Gütersloh, Berlin (epd). Trotz eines massiven Ausbaus bei den Kitas gibt es laut einer Studie nach wie vor große Defizite. In den westlichen Bundesländern stehen weiterhin zu wenige Plätze für Kinder unter drei Jahren zur Verfügung, wie aus einer am 24. August von der Bertelsmann Stiftung in Gütersloh vorgestellten Untersuchung hervorgeht. Im Osten betreut demnach eine Fachkraft zu viele Kinder.
Um dieses „doppelte Ost-West-Gefälle“ bei Betreuungsplätzen und Personalschlüsseln binnen zehn Jahren weitgehend aufzulösen, würden insbesondere mehr Erzieherinnen und Erzieher benötigt, hieß es. Kommunen und Sozialverbände mahnten eine dauerhafte Förderung der Kinderbetreuung durch den Bund an.
In den ostdeutschen Bundesländern besuchen dem aktuellen „Ländermonitoring Frühkindliche Bildungssysteme“ zufolge 53 Prozent der unter Dreijährigen eine Kita oder Kindertagespflege. Im Westen sind es lediglich 31 Prozent.
Hingegen bieten die westdeutschen Einrichtungen mit einem Personalschlüssel von einer vollzeitbeschäftigten Kita-Fachkraft zu 3,5 ganztagsbetreuten Krippenkindern laut Studie eine höhere Qualität. In den neuen Bundesländern beträgt das Verhältnis demnach 1 zu 5,5. Kindgerecht wäre nach wissenschaftlichen Empfehlungen ein Personalschlüssel von 1 zu 3, erläuterte die Bertelsmann Stiftung. Diese Personalausstattung und zugleich ausreichend Plätze in allen Kitas seien in diesem Jahrzehnt nicht mehr zu realisieren. Dafür fehlten bis 2030 mehr als 230.000 Fachkräfte.
Der Deutsche Städte- und Gemeindebund mahnte, dringende Aufgabe der neuen Bundesregierung müsse es sein, „einen Weg zu ebnen, wie die Personalausstattung verbessert und dauerhaft mitfinanziert werden kann“. Der Bund müsse den Qualitätsausbau über das Jahr 2022 hinaus weiter mitfinanzieren. Sonst bremse er das Engagement der Städte für bessere Kindertagesbetreuung aus.

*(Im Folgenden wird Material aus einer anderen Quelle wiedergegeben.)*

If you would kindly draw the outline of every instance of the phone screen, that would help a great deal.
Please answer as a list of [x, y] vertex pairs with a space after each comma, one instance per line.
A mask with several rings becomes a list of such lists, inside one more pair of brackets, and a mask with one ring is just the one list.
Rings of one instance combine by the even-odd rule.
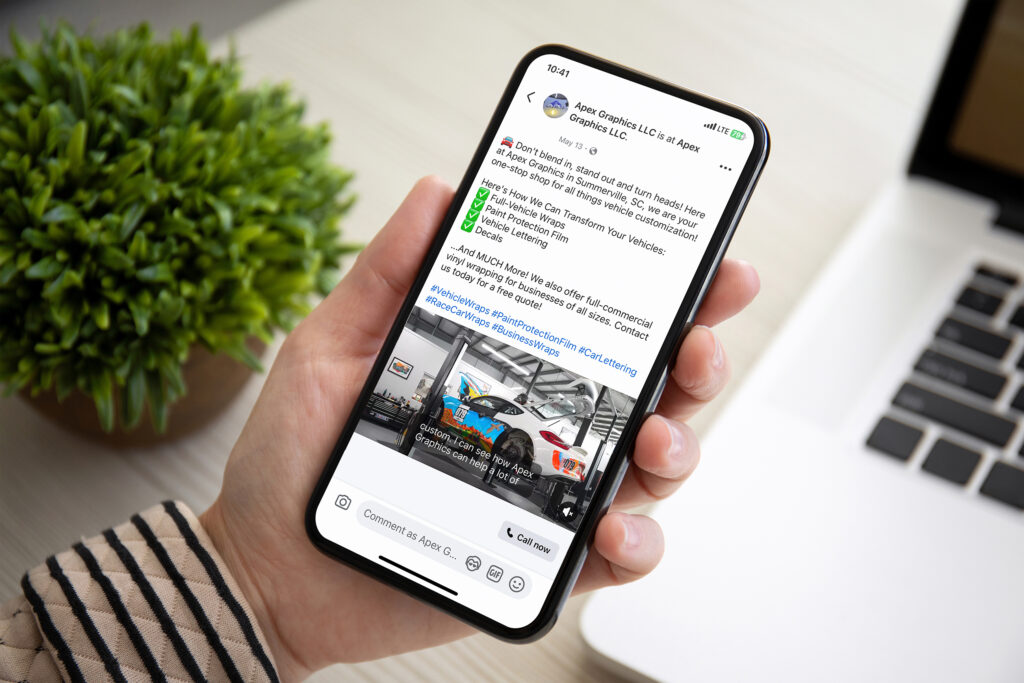
[[313, 513], [328, 541], [509, 629], [564, 571], [765, 152], [752, 118], [571, 55], [518, 73]]

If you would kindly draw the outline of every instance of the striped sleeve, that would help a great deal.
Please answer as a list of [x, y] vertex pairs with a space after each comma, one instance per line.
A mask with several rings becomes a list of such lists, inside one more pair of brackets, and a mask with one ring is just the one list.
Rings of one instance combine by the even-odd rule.
[[181, 503], [75, 544], [22, 589], [20, 611], [0, 611], [0, 634], [17, 633], [16, 649], [0, 639], [0, 680], [278, 680], [252, 609]]

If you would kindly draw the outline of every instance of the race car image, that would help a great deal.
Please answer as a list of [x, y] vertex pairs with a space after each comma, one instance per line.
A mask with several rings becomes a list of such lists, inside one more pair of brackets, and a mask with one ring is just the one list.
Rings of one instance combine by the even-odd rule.
[[487, 453], [529, 469], [540, 466], [542, 477], [584, 481], [590, 457], [567, 443], [552, 428], [570, 416], [594, 412], [590, 396], [558, 396], [519, 404], [497, 395], [463, 400], [445, 394], [439, 426]]

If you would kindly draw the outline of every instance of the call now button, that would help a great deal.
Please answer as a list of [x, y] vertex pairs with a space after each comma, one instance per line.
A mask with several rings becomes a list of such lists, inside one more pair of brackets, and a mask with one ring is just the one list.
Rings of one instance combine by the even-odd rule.
[[513, 546], [522, 548], [538, 557], [543, 557], [548, 561], [554, 561], [558, 555], [557, 543], [537, 536], [529, 529], [513, 524], [510, 521], [506, 521], [498, 529], [498, 538], [506, 543], [511, 543]]

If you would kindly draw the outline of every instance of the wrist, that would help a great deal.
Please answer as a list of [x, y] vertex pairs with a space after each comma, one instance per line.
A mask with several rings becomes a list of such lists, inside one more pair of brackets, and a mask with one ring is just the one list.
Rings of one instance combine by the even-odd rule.
[[221, 560], [227, 566], [231, 577], [238, 584], [242, 596], [249, 603], [256, 622], [259, 625], [263, 638], [266, 640], [278, 668], [278, 674], [282, 681], [300, 681], [308, 677], [311, 673], [298, 664], [291, 651], [284, 644], [281, 634], [278, 632], [273, 613], [269, 603], [263, 597], [256, 574], [252, 571], [244, 553], [233, 542], [233, 536], [229, 530], [229, 525], [224, 516], [224, 511], [218, 498], [213, 502], [206, 512], [199, 515], [200, 524], [210, 537], [213, 547], [220, 555]]

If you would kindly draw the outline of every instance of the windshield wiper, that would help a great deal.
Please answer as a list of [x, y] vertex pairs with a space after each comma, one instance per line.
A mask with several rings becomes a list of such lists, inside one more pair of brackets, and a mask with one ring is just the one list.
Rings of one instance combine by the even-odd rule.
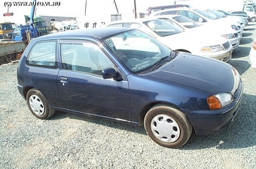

Auch das Deutsche Kinderhilfswerk forderte von Bund, Ländern und Kommunen größere Kraftanstrengungen zur Verbesserung der Kita-Qualität in Deutschland. „Gute Kitaangebote zu schaffen und zu erhalten ist eine Daueraufgabe, die Länder und Kommunen nicht allein stemmen können“, erklärte Bundesgeschäftsführer Holger Hofmann in Berlin. Nötig seien dazu mehr finanzielle Mittel als auch bundeseinheitliche Mindeststandards in der Qualität. Der Flickenteppich bei Qualitätsmerkmalen wie der Personalausstattung und den Gruppengrößen müsse beendet werden.
„Wir brauchen flächendeckend geltende Mindeststandards für eine verbesserte Fachkraft-Kind-Relation“, mahnte auch die Gewerkschaft Erziehung und Wissenschaft GEW. Der Erzieherinnen- und Erzieherberuf müsse gesellschaftlich deutlich aufgewertet und besser bezahlt werden, sagte Vorstandsmitglied Doreen Siebernik in Frankfurt am Main. Der Bund müsse Länder und Kommunen unterstützen, um eine Weiterentwicklung der Qualität in der Kindertagesbetreuung langfristig sicherzustellen. Die Qualitätsverbesserungen sollten aus einem Sondervermögen dauerhaft finanziert werden.
Der Vorstand der Bertelsmann Stiftung, Jörg Dräger, erklärte, von zentraler Bedeutung sei es, dass sich der Bund beim Qualitätsausbau der Kitas weiter finanziell engagiere. Die Zahlungen an die Länder auf Grundlage des „Gute-Kita-Gesetzes“ müssten über 2022 hinaus weiter fließen. Sie sollten in erster Linie verwendet werden, um neue Fachkräfte zu gewinnen und zu qualifizieren sowie Personal- und Leitungsausstattungen der Kitas zu verbessern.
Grundlage des jährlich aktualisierten Ländermonitorings sind den Angaben zufolge Daten der Statistischen Ämter des Bundes und der Länder, aus der Kinder- und Jugendhilfestatistik und weiteren amtlichen Statistiken. Sie wurden mit Stand 1. März 2020 erhoben.